Quando uma qualquer questão não se torna clara, os "cinzentos" proliferam e passam a andar por aí à solta ofuscando o entendimento das coisas. Temos hoje disso um exemplo "moderno" no Populismo: ninguém, que eu conheça ou fale, parece vislumbrar o que isso é para além dum "Flatus vocis". Quando se diz que o Sr. Viktor Orbán - primeiro ministro da Hungria - é "Populista" deixando sub-repticiamente subentendido ser "fascista", está isto feito para se meter nas cabeças que o homem é uma espécie de "filho da puta" e não mais que isso. É certo que o objectivo é não se pretender mais que isto, para além de cimentar os "campos" do Bem e do Mal: nós os Bons, eles os Maus. Com esta malandrice, as IDEIAS esfumam-se e deixa-se de entender o que quer que seja.
2 - Caro Júlio Antunes: o Fascismo não é nenhum "bicho de sete cabeças" mas uma Ideologia nascida num tempo "Particular" para resolver problemas Particulares, concretos, do seu Tempo.
Ao caso, o que estava em causa era uma Nova Ordem Mundial, que fosse expressão da passagem da fase Concorrencial à fase Monopolista-Imperialista do Capitalismo. Foi o Capitalismo que gerou as 2 GUERRAS MUNDIAIS e de onde resultou a fase onde vivemos e se tem vindo recentemente a esboroar. O Poder dos USA de que fala , foi o resultado do desfecho das 2 guerras mundiais Imperialistas e onde os Nazi-Fascistas foram a "guarda-avançada" da Alemanha e Itália - depois do falhanço dos "Democratas" de Weimar - para conseguirem um "bom naco" Imperial na "nova repartição" do mundo em marcha.
É esse o segredo escondido do Fascismo. (Será que hoje o "propósito" do Sr. Ventura é reconquistar Olivença? Ou o nosso António Costa reconquistar o Basil com a "grande" Europa na "rectaguarda"?...Valha-nos o Anjo da Guarda...).

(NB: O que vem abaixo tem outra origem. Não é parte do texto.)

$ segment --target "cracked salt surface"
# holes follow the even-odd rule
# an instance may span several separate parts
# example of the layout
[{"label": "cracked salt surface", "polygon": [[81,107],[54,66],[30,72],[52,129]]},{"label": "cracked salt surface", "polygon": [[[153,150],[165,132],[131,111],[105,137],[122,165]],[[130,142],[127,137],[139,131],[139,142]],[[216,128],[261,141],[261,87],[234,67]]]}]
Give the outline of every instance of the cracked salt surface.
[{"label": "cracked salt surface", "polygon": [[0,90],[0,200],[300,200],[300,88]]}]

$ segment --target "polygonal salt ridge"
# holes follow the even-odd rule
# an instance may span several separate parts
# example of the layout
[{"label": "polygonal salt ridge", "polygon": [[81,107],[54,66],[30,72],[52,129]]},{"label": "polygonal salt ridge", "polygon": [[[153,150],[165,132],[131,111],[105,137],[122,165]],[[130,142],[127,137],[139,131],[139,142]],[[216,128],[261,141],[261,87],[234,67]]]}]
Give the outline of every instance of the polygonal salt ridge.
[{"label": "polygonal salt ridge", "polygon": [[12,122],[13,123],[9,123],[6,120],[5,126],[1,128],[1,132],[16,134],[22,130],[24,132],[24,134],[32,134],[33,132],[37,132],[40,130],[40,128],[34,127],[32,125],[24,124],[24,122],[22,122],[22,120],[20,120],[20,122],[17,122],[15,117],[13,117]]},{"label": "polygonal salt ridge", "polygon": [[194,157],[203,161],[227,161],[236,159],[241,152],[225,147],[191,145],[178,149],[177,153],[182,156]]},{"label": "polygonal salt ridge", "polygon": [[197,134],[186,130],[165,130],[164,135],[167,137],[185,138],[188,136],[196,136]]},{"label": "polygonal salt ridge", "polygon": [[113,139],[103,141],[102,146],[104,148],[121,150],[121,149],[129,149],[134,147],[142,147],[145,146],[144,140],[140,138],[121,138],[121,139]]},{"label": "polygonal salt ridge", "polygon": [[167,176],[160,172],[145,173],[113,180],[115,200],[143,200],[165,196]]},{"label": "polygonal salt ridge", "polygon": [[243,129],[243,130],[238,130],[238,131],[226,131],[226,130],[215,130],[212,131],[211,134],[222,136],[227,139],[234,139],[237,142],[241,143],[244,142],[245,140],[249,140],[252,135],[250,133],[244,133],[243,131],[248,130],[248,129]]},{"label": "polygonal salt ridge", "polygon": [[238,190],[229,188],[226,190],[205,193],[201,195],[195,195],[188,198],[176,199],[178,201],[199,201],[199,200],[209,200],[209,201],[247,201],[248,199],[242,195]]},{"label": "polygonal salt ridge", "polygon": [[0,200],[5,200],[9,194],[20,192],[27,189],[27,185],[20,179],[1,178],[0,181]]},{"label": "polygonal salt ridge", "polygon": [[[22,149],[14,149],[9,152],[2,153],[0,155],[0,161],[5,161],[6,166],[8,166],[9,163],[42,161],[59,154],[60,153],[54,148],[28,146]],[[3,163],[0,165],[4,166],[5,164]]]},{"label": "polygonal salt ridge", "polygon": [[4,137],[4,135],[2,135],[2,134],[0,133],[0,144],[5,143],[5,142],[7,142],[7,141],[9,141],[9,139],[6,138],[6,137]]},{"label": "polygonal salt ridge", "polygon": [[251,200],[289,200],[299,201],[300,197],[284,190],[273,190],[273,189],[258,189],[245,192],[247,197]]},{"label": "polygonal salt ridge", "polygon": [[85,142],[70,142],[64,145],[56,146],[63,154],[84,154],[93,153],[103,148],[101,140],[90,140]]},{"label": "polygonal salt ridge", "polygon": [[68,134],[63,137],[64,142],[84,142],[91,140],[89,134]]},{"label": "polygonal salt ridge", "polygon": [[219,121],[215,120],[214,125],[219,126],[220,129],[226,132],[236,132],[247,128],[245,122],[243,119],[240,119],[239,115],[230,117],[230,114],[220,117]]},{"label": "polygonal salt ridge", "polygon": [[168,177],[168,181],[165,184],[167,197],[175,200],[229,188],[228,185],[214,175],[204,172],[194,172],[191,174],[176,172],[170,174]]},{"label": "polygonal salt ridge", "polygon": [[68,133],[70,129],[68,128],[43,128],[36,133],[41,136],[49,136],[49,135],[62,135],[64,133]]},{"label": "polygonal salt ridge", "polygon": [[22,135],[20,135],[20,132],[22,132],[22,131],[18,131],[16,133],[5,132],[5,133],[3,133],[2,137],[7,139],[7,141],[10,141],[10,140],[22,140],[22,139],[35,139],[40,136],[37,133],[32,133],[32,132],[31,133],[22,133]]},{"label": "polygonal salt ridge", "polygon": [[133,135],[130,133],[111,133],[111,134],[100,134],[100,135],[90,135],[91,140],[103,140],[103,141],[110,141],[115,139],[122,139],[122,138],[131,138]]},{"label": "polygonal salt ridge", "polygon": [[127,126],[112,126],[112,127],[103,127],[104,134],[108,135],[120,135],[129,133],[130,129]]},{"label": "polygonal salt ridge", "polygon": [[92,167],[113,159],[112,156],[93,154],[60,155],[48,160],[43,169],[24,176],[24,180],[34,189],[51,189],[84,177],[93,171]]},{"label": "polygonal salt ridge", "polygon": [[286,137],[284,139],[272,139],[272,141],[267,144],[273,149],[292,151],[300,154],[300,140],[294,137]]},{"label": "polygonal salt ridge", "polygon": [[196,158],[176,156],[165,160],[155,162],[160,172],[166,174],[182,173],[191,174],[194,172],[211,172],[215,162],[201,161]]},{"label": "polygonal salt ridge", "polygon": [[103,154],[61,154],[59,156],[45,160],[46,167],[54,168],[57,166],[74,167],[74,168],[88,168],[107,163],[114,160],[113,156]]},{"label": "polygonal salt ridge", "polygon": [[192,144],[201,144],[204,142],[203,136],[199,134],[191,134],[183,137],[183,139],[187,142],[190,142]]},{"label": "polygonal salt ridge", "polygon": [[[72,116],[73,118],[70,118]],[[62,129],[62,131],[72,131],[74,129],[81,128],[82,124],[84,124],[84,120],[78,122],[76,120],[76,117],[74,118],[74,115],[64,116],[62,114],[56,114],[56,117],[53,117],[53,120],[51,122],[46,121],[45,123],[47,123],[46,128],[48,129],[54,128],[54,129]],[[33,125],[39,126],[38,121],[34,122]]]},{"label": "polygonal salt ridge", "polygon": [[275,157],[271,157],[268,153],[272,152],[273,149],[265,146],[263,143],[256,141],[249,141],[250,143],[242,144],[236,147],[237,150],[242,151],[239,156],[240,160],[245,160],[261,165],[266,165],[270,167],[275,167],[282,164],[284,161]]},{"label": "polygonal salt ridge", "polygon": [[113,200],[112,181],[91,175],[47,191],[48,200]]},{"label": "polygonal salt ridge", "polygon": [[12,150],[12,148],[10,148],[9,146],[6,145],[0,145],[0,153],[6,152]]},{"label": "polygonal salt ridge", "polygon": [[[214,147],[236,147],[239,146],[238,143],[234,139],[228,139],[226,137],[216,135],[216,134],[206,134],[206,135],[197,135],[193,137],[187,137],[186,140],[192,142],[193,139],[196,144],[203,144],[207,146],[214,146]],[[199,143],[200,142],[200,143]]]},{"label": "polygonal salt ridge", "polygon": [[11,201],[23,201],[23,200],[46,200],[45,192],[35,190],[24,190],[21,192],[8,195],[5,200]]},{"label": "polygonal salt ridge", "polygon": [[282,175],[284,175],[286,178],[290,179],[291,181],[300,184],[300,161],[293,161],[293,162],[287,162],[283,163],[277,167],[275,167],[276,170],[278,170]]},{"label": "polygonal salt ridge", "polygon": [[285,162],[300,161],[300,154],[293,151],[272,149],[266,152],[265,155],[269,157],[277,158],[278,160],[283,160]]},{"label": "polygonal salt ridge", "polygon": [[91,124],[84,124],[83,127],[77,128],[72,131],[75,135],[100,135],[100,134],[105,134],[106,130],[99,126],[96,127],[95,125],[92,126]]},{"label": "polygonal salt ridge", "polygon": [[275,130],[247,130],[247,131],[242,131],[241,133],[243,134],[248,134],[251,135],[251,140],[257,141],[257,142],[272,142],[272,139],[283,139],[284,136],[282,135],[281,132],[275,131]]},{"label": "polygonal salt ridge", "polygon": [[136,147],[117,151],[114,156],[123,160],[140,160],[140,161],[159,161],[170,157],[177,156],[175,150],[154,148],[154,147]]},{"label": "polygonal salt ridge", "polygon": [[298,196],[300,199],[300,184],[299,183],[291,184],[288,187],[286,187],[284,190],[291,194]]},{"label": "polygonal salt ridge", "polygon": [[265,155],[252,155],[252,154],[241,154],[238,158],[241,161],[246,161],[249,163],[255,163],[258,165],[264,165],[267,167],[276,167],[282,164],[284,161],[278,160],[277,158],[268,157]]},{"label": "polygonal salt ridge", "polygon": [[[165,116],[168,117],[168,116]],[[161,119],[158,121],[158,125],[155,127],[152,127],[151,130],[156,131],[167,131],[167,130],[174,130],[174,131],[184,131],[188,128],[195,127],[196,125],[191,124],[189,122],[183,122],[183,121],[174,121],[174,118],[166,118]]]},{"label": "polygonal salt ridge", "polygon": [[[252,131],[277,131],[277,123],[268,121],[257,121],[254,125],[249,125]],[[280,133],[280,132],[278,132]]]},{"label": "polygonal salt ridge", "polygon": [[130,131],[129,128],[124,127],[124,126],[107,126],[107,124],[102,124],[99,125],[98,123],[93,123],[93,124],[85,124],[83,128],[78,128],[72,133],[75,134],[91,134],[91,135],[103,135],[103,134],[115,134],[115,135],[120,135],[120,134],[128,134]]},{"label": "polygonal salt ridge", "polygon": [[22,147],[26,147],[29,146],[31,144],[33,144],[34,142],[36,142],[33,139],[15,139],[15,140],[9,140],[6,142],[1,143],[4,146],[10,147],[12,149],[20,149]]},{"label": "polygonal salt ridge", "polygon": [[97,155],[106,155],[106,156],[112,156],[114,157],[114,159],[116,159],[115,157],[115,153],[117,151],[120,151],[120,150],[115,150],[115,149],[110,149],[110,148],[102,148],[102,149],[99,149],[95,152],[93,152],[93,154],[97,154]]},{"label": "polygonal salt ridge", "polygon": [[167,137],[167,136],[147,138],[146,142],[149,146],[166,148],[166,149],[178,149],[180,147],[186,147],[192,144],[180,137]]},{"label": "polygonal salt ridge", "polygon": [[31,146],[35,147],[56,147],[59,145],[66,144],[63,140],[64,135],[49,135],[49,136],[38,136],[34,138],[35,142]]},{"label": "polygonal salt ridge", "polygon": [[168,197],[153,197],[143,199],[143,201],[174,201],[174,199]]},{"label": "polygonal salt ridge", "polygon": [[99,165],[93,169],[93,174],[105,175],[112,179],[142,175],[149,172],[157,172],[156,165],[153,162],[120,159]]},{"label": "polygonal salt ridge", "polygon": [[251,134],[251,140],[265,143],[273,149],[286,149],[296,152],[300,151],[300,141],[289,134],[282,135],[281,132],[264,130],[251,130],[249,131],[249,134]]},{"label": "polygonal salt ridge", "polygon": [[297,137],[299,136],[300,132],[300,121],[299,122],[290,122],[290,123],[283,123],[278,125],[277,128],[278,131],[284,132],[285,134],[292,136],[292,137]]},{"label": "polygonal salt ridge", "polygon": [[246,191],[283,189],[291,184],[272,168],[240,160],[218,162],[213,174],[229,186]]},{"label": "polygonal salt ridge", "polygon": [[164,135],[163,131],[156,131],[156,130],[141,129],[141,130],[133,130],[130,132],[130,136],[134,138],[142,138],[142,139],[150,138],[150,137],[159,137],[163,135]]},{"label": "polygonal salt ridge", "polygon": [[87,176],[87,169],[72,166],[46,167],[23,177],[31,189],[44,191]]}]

3 - Salazar - é preciso que se diga sem branquear - esteve cerca de meio século no Poder para defender o "nosso" Império (não por ter um amor de fã ao Fascismo) e, por isso, a Nação consentiu tão longo "mandato" porque ela própria - lá bem no fundo... - achava "precisar desse Império" - em sua "falsa consciência" - para poder sobreviver como Nação, uma "história da carochinha" que há muito lhe era contada pela velha aristocracia tardo-feudal dos Braganças e da Igreja e aceite depois pelos seus "sucessores" burgueses "liberais" de meia-tigela.
O "cinto apertado" e a "porrada da PIDE", foram dois dos "meios" que Salazar - e as classes que o apoiavam - utilizou, entre outros, para "preparar a Nação" para "o que desse e viesse". E ele acabou por vir, trazendo a guerra dos povos africanos depois da inútil "Para Angola e em força", expressão máxima da visão pacóvia de Salazar.
4 - Hoje, essa "saudosa" visão Imperial ainda anda por aí com "pés de lã", alimentando um "falso imaginário" de uma classe burguesa inapta e subdesenvolvida que não sabe - nem pode!...- solucionar os graves problemas do País. Um nó cego!
E hoje, perante o apodrecimento de cerca de 50 anos de "Europa connosco", segue-se a velha regra de quem não vislumbra regras: "tudo que vem à rede é peixe"... nem que seja uma garrafa de plástico deixada pelo "turista". A balbúrdia económico-social do País abandonado a rentistas e especuladores, já é mais que evidente.